Leader of Sinn Féin in the Seanad
- In office 8 June 2016 – 9 February 2020
- Leader: Gerry Adams; Mary Lou McDonald;
- Preceded by: David Cullinane
- Succeeded by: Niall Ó Donnghaile

Senator
- In office 8 June 2016 – 8 February 2020
- Constituency: Agricultural Panel

Personal details
- Born: Rose Conway 1969/1970 (age 56–57) Ballycroy, County Mayo, Ireland
- Party: Sinn Féin
- Spouse: Noel Walsh ​(m. 2000)​
- Children: 2
- Education: NUI Galway
- Website: roseconwaywalsh.ie

= Rose Conway-Walsh =

Irish politician (born 1964/1965)

Rose Conway-Walsh (born 1969/1970) is an Irish Sinn Féin politician who has been a Teachta Dála (TD) for the Mayo constituency since the 2020 general election.

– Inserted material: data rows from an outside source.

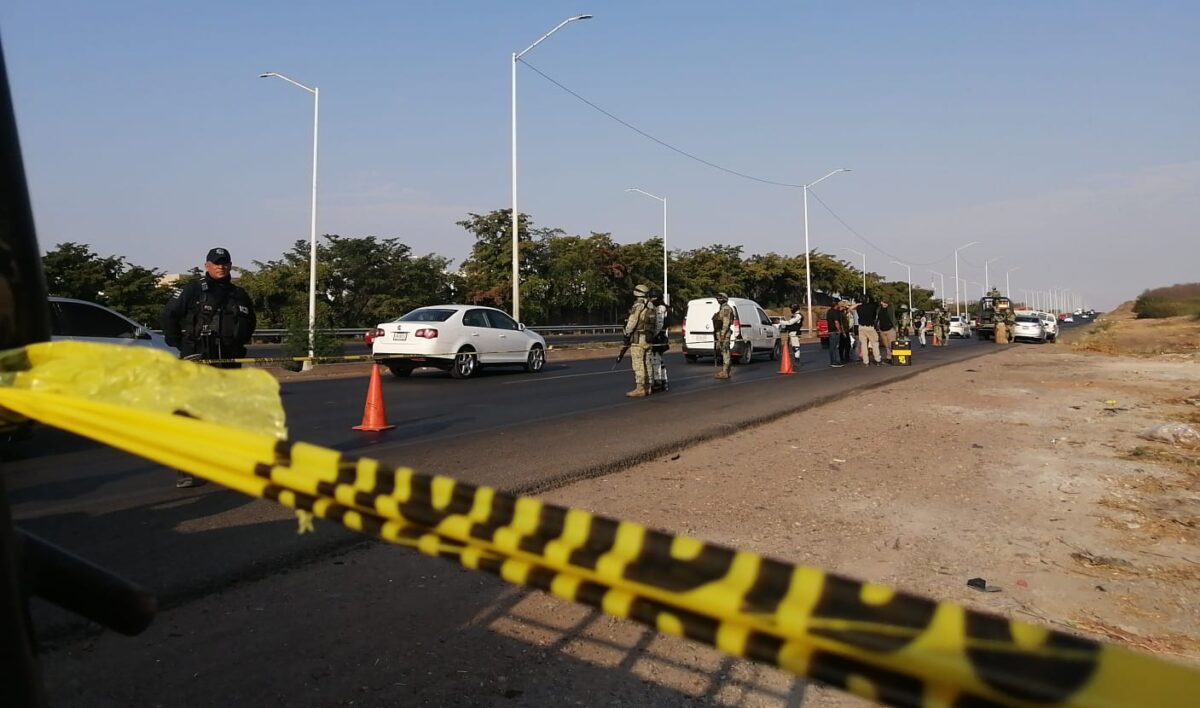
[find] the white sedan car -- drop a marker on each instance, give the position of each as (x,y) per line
(88,322)
(1030,328)
(459,339)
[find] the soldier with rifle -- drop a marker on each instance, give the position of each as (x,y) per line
(639,330)
(723,336)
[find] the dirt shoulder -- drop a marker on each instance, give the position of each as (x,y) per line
(1025,468)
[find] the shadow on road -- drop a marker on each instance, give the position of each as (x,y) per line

She previously served as a Leader of Sinn Féin in the Seanad and a Senator for the Agricultural Panel from 2016 to 2020.

==Early life==
Conway-Walsh grew up in Ballycroy, County Mayo and is one of nine children. She attended primary school in Ballycroy before attending Our Lady's Secondary School in Belmullet. She moved to London when she was 19. On returning to Ireland, she obtained a bachelor's degree in public management and a master's degree in local government from NUI Galway. Prior to entering politics, she worked in community development.

==Political career==
Conway-Walsh has been a member of Sinn Féin's Ard Comhairle since 1990. She founded the Sinn Féin Mayo Women's Movement in response to the lack of women in politics.

At the 2009 Mayo County Council election, she was elected for the local electoral area of Belmullet, becoming the first female councillor ever elected in Belmullet. She was re-elected in 2014, topping the poll and being elected on the first count.

She was an unsuccessful candidate for the Mayo constituency at the 2011 and 2016 general elections, She was elected to the Seanad in 2016, topping the poll in the Agricultural Panel and was elected on the first count.

At the 2020 Irish general election, she was elected to the 33rd Dáil, the first Sinn Féin TD to be elected in Mayo since John Madden in June 1927. She was the party's spokesperson on Higher Education, Innovation, and Science. In July 2021 she attracted criticism for comparing segregated reopening after the COVID-19 pandemic to the segregation of the American South and the struggle of Rosa Parks, for which she later apologised.

At the 2024 general election, Conway-Walsh was re-elected to the Dáil. She was subsequently appointed Cathaoirleach of the Committee on Defence and National Security.

==Personal life==
Conway married Noel Walsh in 2000. They live in Belmullet with their two sons.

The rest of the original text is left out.